Beaton’s short auto-bio comics chronicling her yearly return back to her family’s home in maritime Canada have become one of my favorite holiday traditions. Rendered in a sketchy style and a four-panel grid, each comic strip is a single moment in time that are sweet and funny in a way that doesn’t require landing a punchline. The affection and love Beaton has for her family shines through, and somehow she can make all these comedic strips about her family members without ever making them the butt of the joke. Instead of the underlying message being ‘look at my dumb family, aren’t they crazy?’ you get the feeling that Beaton’s inviting you in to appreciate the occasional silliness of her family’s antics while asking ‘aren’t my ridiculous family totally great?’
If you want to read these for maximum effect, my recommendation is starting with the 2013 holiday compilation, then going on to last year’s comics, before finally reading this year’s.

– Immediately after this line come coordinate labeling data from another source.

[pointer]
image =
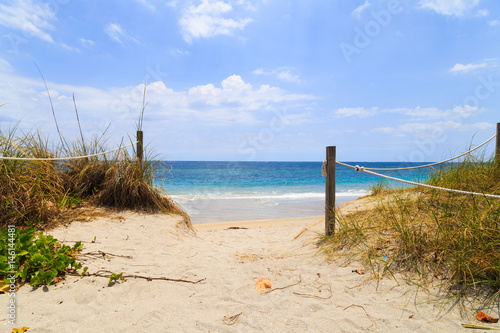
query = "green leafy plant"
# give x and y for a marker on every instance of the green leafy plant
(37, 259)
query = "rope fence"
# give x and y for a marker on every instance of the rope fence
(329, 171)
(63, 158)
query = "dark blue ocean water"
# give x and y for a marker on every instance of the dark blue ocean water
(228, 191)
(293, 180)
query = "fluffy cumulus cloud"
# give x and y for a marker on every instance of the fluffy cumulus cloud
(451, 7)
(282, 73)
(29, 17)
(209, 19)
(232, 101)
(467, 68)
(360, 9)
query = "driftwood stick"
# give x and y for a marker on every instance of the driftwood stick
(107, 274)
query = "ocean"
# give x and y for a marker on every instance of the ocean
(236, 191)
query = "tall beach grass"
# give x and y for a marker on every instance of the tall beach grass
(430, 235)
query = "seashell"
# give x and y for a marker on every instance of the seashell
(263, 284)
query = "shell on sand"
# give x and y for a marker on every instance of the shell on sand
(263, 284)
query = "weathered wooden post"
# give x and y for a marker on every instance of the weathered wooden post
(330, 190)
(497, 150)
(140, 148)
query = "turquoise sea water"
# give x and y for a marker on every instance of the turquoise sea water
(230, 191)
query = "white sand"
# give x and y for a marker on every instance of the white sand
(329, 298)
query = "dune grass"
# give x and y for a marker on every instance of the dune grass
(38, 192)
(430, 235)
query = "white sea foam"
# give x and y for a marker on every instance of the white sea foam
(266, 196)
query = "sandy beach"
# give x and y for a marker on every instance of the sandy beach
(226, 260)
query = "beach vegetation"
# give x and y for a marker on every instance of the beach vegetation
(35, 259)
(430, 235)
(37, 195)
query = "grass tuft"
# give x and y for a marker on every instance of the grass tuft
(430, 234)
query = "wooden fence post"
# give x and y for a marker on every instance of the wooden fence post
(497, 150)
(140, 148)
(330, 190)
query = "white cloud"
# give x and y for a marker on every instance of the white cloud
(356, 112)
(424, 130)
(116, 32)
(178, 52)
(415, 114)
(87, 42)
(146, 4)
(450, 7)
(359, 10)
(282, 73)
(467, 68)
(209, 20)
(30, 17)
(232, 101)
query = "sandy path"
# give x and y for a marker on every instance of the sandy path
(327, 299)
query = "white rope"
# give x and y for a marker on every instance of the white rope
(63, 158)
(432, 164)
(358, 168)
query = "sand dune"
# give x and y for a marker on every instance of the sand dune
(308, 295)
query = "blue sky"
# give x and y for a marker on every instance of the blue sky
(383, 80)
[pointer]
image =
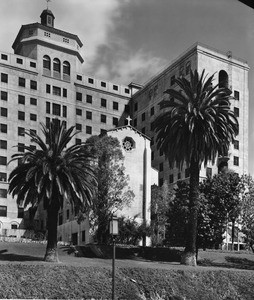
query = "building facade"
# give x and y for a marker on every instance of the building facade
(43, 81)
(228, 71)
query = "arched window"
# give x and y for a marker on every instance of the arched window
(46, 62)
(223, 79)
(56, 65)
(56, 68)
(66, 68)
(46, 65)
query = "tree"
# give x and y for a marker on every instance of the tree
(53, 173)
(160, 199)
(113, 192)
(223, 195)
(196, 124)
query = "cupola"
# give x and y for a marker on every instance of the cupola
(47, 18)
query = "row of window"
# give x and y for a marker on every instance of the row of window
(21, 82)
(18, 60)
(103, 84)
(57, 66)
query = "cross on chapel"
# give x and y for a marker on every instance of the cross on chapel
(129, 119)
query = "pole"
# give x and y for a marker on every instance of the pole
(113, 269)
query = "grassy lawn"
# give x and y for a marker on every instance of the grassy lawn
(220, 275)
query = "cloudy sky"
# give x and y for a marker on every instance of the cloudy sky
(131, 40)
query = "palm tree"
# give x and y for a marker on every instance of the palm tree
(196, 125)
(53, 174)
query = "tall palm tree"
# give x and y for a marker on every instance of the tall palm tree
(52, 174)
(196, 125)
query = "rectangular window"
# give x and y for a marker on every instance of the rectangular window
(65, 93)
(22, 81)
(78, 126)
(48, 107)
(21, 115)
(33, 101)
(47, 88)
(152, 155)
(4, 57)
(3, 177)
(79, 96)
(21, 131)
(3, 211)
(19, 61)
(33, 85)
(20, 212)
(236, 144)
(209, 172)
(103, 102)
(4, 77)
(236, 161)
(89, 99)
(115, 121)
(3, 128)
(4, 112)
(3, 160)
(21, 147)
(56, 91)
(21, 99)
(236, 111)
(33, 117)
(64, 111)
(115, 105)
(103, 118)
(236, 95)
(172, 80)
(56, 109)
(3, 144)
(32, 64)
(89, 115)
(171, 178)
(88, 129)
(4, 96)
(78, 112)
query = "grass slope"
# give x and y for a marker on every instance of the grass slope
(23, 275)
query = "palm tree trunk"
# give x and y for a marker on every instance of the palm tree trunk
(51, 250)
(189, 255)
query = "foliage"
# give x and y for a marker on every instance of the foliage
(247, 209)
(131, 231)
(222, 192)
(160, 199)
(195, 125)
(53, 174)
(113, 192)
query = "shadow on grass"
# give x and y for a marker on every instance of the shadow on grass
(230, 262)
(17, 257)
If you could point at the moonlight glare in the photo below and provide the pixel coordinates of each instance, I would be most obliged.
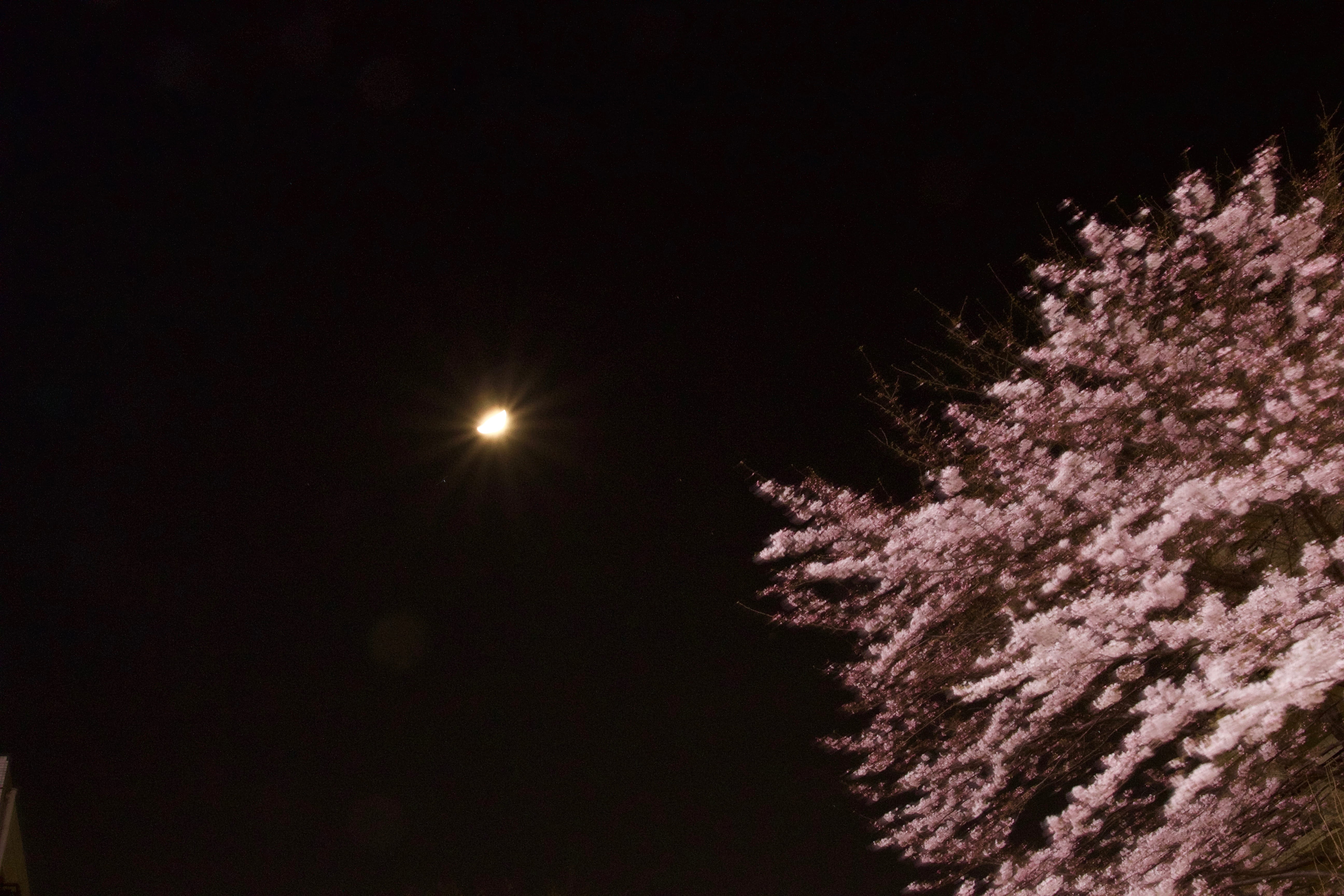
(494, 424)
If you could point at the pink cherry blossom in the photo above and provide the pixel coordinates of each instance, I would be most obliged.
(1125, 590)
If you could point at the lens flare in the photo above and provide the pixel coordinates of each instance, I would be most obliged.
(494, 424)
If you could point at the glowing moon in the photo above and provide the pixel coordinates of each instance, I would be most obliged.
(494, 424)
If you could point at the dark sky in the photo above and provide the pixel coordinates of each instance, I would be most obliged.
(272, 624)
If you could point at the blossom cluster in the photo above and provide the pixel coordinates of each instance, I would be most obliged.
(1122, 608)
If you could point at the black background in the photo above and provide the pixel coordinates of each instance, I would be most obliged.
(273, 624)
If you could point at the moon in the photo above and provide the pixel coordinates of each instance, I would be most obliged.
(494, 424)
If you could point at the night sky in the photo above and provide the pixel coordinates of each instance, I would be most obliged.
(272, 619)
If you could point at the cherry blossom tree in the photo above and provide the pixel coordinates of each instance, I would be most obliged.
(1100, 653)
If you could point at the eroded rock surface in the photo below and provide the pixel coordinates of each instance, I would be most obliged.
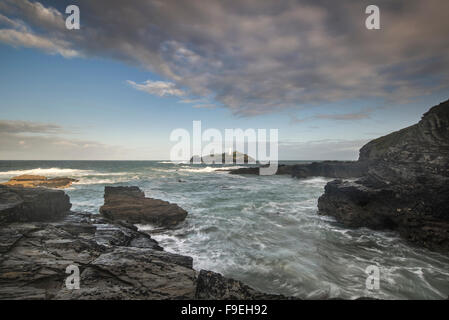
(130, 204)
(213, 286)
(34, 181)
(115, 259)
(23, 204)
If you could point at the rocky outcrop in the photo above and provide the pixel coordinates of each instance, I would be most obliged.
(329, 169)
(115, 261)
(130, 204)
(22, 205)
(406, 187)
(237, 158)
(33, 181)
(213, 286)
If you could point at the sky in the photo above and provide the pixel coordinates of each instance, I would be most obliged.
(136, 70)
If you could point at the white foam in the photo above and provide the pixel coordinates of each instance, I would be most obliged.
(208, 169)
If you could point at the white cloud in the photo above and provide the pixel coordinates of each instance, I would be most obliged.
(159, 88)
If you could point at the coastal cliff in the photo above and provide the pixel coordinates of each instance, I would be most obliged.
(405, 187)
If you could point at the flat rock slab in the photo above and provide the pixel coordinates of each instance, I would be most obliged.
(130, 204)
(34, 181)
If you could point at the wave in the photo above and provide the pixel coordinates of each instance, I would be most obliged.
(49, 172)
(208, 169)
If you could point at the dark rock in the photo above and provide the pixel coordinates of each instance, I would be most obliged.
(20, 205)
(330, 169)
(129, 204)
(213, 286)
(33, 181)
(115, 259)
(406, 187)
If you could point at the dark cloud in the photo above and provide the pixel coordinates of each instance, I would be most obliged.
(253, 56)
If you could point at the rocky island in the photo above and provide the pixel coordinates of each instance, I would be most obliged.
(237, 158)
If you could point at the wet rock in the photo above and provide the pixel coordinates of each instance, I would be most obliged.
(20, 205)
(406, 187)
(329, 169)
(213, 286)
(130, 204)
(34, 181)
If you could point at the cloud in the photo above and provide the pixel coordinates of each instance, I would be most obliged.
(205, 106)
(330, 149)
(255, 57)
(14, 126)
(35, 140)
(364, 114)
(159, 88)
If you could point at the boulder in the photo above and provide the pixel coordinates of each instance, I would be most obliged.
(213, 286)
(33, 181)
(130, 204)
(27, 204)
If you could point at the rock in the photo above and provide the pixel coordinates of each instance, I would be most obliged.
(34, 257)
(33, 181)
(20, 205)
(129, 204)
(213, 286)
(329, 169)
(134, 273)
(406, 186)
(237, 158)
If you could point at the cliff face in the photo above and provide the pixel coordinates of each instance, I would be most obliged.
(406, 186)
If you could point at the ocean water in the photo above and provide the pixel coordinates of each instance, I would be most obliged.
(264, 231)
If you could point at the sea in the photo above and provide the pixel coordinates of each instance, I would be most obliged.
(262, 230)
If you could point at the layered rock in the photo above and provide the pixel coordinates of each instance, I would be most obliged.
(115, 260)
(21, 205)
(213, 286)
(34, 181)
(406, 187)
(130, 204)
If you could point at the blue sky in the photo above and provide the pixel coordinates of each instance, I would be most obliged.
(100, 115)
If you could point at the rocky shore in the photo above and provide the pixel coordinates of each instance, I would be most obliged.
(34, 181)
(330, 169)
(40, 237)
(406, 186)
(400, 182)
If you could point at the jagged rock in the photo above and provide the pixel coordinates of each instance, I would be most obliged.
(34, 181)
(115, 260)
(329, 169)
(213, 286)
(19, 204)
(129, 204)
(406, 187)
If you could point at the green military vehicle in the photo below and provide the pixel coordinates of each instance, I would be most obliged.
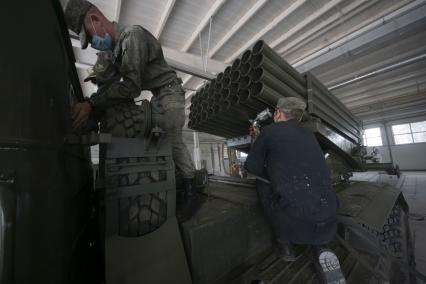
(62, 224)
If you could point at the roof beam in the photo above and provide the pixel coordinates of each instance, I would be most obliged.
(117, 12)
(212, 11)
(380, 71)
(389, 23)
(324, 9)
(164, 16)
(328, 24)
(241, 22)
(266, 29)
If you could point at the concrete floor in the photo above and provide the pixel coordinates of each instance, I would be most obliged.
(413, 185)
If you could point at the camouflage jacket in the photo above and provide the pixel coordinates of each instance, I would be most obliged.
(139, 56)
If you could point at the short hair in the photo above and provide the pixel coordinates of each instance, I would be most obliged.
(293, 113)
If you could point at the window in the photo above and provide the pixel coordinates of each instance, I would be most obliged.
(372, 137)
(408, 133)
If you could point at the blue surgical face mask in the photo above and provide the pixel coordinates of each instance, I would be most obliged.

That’s not because Beaton has managed to insert complicated continuity into brief holiday strips, but because reading in order lets you get to know her family members and enhances the pleasure of reading later strips. It also makes the final strip of this year, when Beaton has moved back from Toronto to live in her home town, so full of pathos. Every other year’s compilation ends with leaving the Maritimes behind, but now she’s there for good. Seriously, you guys, if you’ve ever lived away from your family, you will feel so many feelings.
Speaking of Kate Beaton projects, there’s a new picture book coming up later this year. King Baby! He’s a king, but he’s also a baby! My six-year-old cousin adored The Princess and the Pony from Beaton, and I’m sure she’ll dig this one too.
Also of interest for those of you have dig all-ages comics (or just have young cousins who dig them): the first excerpt of Raina Telgemeier’s new book Ghosts that will be hitting bookshelves in the fall, and Goldie Vance, a new miniseries about the titular girl solving mysteries in a ’60s hotel from Hope Lars0n and Brittney Williams.
Let’s break down all the things that have me excited about Goldie Vance: 1) the only thing better about a girl-detective story is when the protagonist is a person of color and has an awesome old-timey name like Goldie, 2) the character style of a fun fictional ’60s Florida resort town with all the fun colors of that era, 3) art by Britney Williams, the artist on the new Patsy Walker series from Marvel and also did that completely badass DC Universe redesign set in an alternate 19th century Japan fanart.
If this column has just been too upbeat for you, don’t worry, I’ve got something to satisfy your January need for the sadder parts of life. This article explores These Memories Won’t Last by Sutu, an interactive comic about the fragility of memory and the cartoonist’s grandfather’s slide into dementia. My grandmother passed away last year after a long struggle with Alzheimer’s, and, wow, just reading the interview about the comic was a little devastating to me. I’m saving this one, along with Lucy Knisley’s graphic novel Displacement for a time when I’m feeling a little less vulnerable, but they both look like lovely works about the strange sadness of seeing your grandparents drift away from you.